Pigeons and pigeons and pigeons

Pigeons and pigeons and pigeons

A flutter of flapping wings taking flight.

Yesterday, with about twenty minutes or so to kill before work, I took a few moments at the little park area in Sandvika to watch and take pictures of the birds by the river. A mother and her five or six year old son (of Middle East origin) stopped by also to feed the birds. Sparrows, seagulls and ducks were quickly outnumbered at least twenty to one by pigeons.

The little boy was throwing bits of bread at the birds, but stopped for a moment and pointed and asked me what kind of bird that was. “That’s a pigeon,” I said. Then he pointed to another pigeon of somewhat different colouring and asked what that was. “That’s also a pigeon,” was my answer. He pointed and asked several times, because there were many pigeons of different shadings and patterns, some grey and dull, some white with black spots, or black with white spots, and some with breast feathers glowing and shimmering like oil slicks on water in bright sunlight. “They’re all pigeons,” I said after a few more turns. “They just come in many different colours, like people”.

“Oh,” he said. “You mean like you and me?”
“Yes, exactly like you and me,” I replied. “Exactly like you and me and everyone else in the world.”
“Oh,” he said again, and appeared to stop to think about this for a moment.

“That’s right,” said the mother, who was smiling, her accent rather heavy and apparently struggling with the language. “Listen to what the man says.

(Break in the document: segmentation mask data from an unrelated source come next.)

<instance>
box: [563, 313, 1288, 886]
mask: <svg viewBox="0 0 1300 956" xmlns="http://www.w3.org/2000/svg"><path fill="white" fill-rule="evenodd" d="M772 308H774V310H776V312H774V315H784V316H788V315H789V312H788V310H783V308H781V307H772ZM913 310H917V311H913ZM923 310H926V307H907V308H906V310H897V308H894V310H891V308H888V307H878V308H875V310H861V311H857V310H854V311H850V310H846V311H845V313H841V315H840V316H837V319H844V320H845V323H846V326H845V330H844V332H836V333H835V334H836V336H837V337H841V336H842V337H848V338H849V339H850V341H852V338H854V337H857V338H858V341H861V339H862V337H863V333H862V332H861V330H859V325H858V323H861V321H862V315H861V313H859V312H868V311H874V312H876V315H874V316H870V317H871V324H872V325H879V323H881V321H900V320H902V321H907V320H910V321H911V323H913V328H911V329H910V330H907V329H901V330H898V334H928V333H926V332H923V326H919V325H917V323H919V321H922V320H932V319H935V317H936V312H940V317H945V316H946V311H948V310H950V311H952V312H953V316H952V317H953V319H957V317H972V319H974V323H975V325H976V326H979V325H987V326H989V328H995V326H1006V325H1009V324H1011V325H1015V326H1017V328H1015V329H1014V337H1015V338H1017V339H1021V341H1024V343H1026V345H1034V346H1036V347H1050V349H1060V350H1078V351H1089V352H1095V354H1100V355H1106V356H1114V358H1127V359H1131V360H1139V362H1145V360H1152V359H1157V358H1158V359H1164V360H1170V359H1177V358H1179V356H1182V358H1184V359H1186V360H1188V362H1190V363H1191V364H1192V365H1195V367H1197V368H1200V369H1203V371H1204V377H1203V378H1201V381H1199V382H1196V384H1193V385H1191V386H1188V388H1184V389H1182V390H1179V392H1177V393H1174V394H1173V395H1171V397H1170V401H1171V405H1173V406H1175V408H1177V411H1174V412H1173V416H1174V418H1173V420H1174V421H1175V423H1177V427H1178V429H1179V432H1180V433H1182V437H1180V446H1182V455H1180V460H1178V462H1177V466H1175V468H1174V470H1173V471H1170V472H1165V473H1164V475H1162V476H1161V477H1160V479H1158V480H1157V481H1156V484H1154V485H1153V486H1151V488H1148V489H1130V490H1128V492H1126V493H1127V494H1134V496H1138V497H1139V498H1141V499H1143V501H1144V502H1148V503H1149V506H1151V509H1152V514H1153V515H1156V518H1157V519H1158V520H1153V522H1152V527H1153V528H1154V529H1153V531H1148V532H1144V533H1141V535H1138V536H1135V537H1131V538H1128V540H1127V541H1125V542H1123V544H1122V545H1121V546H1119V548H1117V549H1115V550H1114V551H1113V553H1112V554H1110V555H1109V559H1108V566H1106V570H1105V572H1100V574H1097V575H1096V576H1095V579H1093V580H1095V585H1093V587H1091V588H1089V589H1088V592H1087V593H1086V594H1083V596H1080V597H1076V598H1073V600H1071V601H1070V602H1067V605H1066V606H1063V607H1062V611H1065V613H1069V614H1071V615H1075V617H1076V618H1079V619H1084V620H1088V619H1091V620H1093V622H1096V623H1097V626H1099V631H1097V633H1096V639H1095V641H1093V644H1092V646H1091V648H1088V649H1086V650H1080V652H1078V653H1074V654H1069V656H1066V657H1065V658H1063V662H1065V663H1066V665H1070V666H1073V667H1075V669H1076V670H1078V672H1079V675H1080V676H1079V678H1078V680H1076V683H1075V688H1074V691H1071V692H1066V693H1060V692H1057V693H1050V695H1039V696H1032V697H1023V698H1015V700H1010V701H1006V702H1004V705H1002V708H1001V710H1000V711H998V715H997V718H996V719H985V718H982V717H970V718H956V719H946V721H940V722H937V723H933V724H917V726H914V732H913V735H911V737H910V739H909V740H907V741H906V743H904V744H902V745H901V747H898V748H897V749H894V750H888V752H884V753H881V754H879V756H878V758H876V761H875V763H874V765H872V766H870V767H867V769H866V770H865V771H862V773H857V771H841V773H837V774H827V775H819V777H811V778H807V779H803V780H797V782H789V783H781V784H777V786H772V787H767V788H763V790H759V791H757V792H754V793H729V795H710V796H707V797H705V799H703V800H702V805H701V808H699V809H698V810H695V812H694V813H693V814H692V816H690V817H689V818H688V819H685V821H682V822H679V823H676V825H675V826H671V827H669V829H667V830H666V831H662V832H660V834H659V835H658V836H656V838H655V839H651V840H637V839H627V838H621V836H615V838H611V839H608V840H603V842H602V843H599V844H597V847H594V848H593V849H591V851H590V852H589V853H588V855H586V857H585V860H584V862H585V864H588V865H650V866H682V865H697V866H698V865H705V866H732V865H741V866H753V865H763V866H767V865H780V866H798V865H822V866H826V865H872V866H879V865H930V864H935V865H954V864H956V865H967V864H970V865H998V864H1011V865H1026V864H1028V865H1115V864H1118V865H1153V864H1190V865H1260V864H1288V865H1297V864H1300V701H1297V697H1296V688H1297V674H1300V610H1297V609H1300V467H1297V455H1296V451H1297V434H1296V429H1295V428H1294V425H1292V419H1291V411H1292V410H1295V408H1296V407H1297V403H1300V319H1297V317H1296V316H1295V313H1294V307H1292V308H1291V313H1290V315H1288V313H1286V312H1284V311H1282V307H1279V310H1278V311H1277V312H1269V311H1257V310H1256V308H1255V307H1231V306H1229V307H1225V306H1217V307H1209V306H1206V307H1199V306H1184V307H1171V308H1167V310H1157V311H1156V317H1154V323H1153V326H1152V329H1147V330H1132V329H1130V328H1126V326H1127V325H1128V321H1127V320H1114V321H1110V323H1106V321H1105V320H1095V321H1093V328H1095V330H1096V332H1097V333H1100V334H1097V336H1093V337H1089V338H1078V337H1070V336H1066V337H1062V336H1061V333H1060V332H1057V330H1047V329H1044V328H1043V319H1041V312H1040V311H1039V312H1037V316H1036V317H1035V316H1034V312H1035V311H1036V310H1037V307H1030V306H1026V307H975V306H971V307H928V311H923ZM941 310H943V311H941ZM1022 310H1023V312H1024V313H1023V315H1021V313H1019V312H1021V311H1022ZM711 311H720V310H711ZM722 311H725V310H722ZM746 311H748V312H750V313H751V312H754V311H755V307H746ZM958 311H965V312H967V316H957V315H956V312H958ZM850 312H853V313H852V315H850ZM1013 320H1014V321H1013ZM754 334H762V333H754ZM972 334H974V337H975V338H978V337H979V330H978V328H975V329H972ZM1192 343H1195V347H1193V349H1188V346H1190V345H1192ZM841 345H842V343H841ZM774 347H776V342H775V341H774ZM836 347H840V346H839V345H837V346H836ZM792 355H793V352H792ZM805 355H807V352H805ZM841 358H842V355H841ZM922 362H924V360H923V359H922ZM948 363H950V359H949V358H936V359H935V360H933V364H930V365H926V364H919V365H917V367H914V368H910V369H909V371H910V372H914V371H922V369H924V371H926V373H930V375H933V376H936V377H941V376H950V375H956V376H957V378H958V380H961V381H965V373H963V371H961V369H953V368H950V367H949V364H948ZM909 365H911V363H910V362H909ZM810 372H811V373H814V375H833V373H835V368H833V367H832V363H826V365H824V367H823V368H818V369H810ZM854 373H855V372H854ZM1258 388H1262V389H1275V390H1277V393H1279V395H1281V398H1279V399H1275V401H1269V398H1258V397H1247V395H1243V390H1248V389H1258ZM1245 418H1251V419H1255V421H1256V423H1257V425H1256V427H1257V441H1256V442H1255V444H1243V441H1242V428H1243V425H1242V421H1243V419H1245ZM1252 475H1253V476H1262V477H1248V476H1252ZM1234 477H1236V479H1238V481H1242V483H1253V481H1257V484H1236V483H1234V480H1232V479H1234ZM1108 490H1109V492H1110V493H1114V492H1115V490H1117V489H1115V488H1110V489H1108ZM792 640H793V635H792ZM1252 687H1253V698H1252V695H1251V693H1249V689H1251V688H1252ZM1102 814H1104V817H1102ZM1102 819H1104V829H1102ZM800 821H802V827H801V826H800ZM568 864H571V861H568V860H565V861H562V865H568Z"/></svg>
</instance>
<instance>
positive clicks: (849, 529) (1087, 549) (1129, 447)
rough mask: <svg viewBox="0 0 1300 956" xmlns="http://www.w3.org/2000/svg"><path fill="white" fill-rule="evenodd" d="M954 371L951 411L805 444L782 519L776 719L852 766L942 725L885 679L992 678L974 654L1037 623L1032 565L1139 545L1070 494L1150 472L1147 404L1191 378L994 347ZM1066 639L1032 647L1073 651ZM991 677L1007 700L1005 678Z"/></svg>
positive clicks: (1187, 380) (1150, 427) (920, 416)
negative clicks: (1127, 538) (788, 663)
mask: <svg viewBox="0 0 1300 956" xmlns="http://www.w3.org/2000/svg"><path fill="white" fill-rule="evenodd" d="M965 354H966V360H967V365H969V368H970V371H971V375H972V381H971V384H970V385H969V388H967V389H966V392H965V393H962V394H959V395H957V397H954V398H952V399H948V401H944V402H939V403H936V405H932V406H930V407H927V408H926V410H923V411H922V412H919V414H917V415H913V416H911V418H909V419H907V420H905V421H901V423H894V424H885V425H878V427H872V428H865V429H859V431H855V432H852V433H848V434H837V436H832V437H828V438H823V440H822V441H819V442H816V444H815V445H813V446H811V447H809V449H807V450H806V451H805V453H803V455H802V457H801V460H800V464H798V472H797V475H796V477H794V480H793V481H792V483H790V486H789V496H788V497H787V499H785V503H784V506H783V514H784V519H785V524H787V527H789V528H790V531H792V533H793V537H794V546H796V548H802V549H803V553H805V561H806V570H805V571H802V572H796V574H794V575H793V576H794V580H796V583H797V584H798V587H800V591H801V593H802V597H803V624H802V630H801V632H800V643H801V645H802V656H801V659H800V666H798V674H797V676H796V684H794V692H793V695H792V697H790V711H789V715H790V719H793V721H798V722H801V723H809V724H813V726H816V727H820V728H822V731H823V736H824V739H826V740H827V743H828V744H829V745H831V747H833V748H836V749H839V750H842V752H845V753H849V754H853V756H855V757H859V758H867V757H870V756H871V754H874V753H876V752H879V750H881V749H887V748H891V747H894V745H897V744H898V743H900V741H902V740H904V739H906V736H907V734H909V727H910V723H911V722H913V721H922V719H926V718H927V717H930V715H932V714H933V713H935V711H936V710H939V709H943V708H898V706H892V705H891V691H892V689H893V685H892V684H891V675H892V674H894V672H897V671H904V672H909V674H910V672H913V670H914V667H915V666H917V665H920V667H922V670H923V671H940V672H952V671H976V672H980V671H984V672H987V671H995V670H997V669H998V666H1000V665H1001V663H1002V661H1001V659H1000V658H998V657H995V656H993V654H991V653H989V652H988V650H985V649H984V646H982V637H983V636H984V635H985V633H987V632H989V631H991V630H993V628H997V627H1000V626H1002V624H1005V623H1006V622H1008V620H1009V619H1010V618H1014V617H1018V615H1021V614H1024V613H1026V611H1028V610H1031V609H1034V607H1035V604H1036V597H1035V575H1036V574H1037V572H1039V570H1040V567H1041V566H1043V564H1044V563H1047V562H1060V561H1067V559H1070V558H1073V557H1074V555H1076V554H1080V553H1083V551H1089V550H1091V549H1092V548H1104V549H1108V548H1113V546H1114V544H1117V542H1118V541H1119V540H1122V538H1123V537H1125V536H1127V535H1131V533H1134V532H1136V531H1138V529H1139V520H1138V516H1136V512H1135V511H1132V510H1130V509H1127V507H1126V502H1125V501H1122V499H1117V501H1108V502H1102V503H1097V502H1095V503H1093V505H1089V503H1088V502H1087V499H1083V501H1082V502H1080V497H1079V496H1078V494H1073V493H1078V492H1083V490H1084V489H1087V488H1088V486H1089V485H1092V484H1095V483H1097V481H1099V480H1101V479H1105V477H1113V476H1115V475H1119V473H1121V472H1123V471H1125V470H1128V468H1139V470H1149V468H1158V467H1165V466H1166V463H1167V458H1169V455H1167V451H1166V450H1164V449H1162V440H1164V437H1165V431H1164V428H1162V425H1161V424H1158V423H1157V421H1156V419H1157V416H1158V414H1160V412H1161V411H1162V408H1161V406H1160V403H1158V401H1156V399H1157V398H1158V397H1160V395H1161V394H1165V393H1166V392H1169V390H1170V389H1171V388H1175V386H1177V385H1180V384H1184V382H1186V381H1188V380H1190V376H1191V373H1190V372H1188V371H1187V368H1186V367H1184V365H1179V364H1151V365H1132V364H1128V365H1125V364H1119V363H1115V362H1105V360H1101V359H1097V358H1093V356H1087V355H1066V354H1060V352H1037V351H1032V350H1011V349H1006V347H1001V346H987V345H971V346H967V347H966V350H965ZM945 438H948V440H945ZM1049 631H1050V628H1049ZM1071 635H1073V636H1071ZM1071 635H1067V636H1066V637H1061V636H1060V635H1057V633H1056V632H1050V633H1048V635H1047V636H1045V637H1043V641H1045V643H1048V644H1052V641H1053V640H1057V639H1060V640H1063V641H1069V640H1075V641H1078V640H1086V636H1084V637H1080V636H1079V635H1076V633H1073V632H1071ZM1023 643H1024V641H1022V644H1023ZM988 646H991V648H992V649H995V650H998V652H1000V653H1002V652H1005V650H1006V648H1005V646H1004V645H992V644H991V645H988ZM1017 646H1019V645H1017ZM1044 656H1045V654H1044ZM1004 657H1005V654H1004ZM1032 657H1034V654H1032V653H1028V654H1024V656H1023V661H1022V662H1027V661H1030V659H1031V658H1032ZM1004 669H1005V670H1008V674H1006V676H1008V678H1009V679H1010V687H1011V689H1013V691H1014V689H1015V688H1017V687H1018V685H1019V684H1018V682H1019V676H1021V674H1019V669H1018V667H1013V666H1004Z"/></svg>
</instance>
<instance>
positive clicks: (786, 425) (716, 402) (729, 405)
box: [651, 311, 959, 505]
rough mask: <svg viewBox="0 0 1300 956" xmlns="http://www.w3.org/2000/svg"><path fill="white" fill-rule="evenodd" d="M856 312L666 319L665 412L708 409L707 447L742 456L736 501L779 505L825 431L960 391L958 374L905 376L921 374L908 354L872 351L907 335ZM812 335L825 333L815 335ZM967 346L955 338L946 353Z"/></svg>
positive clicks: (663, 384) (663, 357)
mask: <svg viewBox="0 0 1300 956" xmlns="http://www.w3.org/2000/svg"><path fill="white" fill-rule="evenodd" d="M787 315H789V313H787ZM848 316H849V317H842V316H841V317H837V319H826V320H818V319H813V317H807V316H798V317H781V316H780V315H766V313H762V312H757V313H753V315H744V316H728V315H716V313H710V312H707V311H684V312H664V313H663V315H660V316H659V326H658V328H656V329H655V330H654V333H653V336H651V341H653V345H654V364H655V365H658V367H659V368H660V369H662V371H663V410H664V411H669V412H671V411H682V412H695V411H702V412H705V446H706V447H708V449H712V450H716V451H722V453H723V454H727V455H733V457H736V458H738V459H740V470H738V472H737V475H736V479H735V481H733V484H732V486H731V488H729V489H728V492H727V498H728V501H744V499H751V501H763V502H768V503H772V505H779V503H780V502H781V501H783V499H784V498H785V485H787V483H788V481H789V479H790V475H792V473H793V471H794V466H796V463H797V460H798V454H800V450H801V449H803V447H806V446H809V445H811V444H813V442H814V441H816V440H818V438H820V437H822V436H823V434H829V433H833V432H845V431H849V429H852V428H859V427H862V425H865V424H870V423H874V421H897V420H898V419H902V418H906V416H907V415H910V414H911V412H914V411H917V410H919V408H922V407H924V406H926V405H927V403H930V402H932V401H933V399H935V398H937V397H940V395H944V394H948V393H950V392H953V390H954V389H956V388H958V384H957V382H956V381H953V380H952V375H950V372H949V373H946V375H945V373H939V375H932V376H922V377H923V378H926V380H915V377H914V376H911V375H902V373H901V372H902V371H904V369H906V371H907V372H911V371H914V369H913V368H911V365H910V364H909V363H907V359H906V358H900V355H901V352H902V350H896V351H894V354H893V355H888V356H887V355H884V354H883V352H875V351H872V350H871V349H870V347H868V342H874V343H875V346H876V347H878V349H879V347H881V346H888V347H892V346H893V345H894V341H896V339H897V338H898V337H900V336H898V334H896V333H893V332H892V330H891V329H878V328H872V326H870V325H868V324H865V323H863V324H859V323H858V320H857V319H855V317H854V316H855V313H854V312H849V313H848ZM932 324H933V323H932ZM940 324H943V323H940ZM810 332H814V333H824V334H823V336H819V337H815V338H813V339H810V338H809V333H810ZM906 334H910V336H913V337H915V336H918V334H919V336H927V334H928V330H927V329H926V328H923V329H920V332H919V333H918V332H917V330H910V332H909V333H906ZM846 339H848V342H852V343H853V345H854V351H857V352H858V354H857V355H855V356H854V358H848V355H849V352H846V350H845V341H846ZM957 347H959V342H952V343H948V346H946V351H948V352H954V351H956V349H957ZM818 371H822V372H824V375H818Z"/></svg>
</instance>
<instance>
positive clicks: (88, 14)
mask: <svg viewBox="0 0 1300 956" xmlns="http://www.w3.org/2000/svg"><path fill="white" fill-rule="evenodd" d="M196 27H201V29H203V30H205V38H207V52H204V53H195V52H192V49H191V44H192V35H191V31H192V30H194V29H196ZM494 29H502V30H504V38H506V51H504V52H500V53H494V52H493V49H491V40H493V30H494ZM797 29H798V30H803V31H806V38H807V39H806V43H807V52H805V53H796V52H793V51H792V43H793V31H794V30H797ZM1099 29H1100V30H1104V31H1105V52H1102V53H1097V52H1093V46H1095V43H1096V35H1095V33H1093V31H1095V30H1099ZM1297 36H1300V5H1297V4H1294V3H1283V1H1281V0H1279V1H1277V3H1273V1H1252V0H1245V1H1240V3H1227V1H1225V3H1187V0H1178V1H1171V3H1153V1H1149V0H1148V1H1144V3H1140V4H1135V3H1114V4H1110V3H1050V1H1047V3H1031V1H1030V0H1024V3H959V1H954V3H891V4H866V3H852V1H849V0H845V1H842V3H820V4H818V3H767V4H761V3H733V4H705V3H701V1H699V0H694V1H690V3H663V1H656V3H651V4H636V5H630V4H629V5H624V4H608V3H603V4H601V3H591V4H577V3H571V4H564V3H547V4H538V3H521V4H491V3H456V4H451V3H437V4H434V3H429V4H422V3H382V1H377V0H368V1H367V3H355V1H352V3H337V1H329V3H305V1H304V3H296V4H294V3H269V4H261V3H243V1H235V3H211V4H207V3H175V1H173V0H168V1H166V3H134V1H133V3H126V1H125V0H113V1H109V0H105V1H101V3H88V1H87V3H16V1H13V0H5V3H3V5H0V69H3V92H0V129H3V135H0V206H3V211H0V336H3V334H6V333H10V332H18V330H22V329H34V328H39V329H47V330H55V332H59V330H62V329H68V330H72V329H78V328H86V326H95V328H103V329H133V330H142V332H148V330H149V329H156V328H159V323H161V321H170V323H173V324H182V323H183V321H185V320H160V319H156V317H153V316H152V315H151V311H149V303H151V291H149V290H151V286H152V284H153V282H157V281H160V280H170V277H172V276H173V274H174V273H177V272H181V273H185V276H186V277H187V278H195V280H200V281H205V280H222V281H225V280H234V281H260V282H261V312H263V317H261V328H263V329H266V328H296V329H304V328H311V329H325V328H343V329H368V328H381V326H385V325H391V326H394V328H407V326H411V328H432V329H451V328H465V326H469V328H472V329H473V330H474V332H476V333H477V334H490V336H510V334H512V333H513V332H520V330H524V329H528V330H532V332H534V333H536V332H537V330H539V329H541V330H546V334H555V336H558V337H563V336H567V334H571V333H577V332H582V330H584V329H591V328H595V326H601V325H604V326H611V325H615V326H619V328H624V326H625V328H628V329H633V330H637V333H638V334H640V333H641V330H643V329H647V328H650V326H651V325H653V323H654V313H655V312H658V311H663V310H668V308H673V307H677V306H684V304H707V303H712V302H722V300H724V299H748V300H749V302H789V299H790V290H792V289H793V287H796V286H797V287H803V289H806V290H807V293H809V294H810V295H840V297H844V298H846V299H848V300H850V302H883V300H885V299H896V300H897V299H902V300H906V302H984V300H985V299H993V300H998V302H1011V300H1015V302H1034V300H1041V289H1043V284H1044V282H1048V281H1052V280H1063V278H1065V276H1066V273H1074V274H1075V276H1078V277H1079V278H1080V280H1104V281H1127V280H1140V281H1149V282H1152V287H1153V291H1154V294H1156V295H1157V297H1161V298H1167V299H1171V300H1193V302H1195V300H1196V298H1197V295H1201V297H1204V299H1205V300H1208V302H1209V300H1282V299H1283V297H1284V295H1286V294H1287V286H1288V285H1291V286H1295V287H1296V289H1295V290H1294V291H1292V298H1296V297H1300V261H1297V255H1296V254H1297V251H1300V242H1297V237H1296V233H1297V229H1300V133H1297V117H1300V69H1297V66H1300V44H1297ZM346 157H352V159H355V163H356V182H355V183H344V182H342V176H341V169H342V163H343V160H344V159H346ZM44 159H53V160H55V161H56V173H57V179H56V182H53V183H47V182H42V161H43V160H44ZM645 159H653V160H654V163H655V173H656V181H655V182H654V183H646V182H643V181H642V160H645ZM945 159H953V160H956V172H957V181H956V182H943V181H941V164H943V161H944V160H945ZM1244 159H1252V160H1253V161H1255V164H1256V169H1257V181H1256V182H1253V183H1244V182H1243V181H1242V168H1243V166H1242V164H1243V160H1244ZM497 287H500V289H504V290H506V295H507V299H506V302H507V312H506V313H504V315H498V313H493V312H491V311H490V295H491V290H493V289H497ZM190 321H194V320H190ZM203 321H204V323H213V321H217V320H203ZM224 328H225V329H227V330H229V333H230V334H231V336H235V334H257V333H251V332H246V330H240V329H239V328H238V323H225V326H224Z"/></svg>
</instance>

Just like you and me and him and everybody else. All people, just different colours.”

The boy looked at her, then back at me, then smiled brightly and resumed throwing bits of bread, but more gently now, like he was throwing the bits to the birds rather than at them.

It may have been a very small thing in the grander scheme of things, but I felt rather good about this little exchange when I left.